Elliptical Filter Crossovers

A 4th-order crossover design based on the use of elliptical filters was published by Bill Hardman in Electronics World in 1999, [2] and this has been the basis for much discussion on the subject. The amplitude response of the published design is shown in Figure 5.1.The original version had a crossover point at 1.5 kHz, but I have modified the filter frequencies for 1 kHz instead, to match all the other crossover response examples in this book. Nothing else that might affect the response has been changed.

The two deep notches symmetrically placed on either side of the crossover point are at 529 Hz and 1.84 kHz, less than an octave away from the crossover point. It is obvious that their presence greatly increases the initial roll-off slope, making it more effective than a 4th-order Linkwitz-Riley alignment from this point of view.

It is, however, vital that the outputs of a crossover should sum to as nearly flat as possible, and looking at the spiky nature of Figure 5.1, you are probably thinking that this is going to be very difficult to arrange. In fact it can be done relatively easily. Figure 5.2 shows the in-phase summation; the central hump is only −0.13 dB deep, while the dips on either side are about −0.9 dB deep.

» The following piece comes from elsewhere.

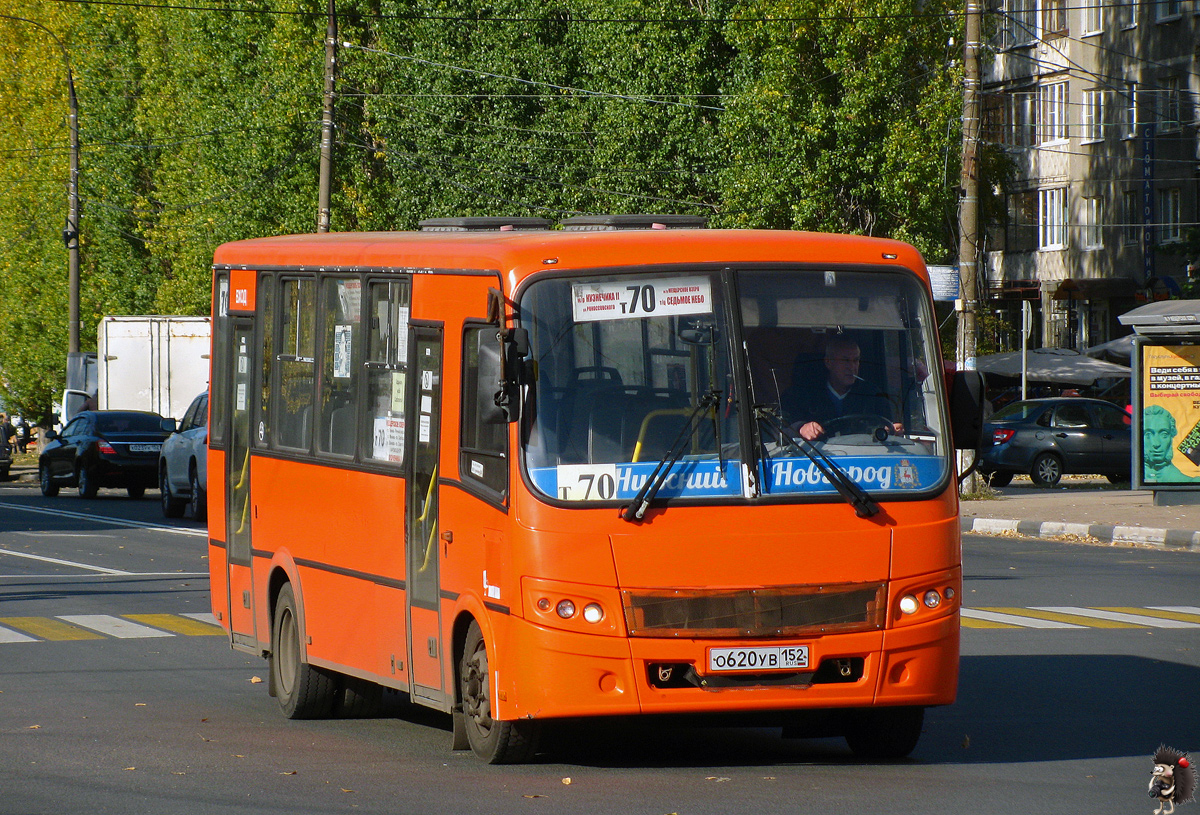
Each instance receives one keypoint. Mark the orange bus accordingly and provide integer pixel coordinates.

The phase-reversed summation has a deep notch at the crossover frequency and is of no value.

Looking at Figure 5.2, one cannot help feeling it might be possible to improve the flatness of the summation by tweaking the filter frequencies. However, applying a frequency offset is in fact not very helpful, because the centre rises much more than the dips do; for example, an offset ratio of 1.045 gives a central peak of +0.4 dB with dips of −0.7 dB, which is not much improvement, if any, on the original Hardman alignment.

The elliptical filters used in this crossover are the usual combinations of notch filters and all-pole filters. Figure 5.3 shows that the lowpass path is composed of a lowpass notch and a 2nd-order lowpass Sallen & Key filter; the latter has equal component values but a non-standard Q, which places it somewhere between a Linkwitz-Riley and a Bessel filter characteristic. The highpass path is composed of a highpass notch and a 2nd-order highpass Sallen & Key filter with the same non-standard value of Q.

Figure 5.1: Amplitude response of the Hardman elliptical crossover.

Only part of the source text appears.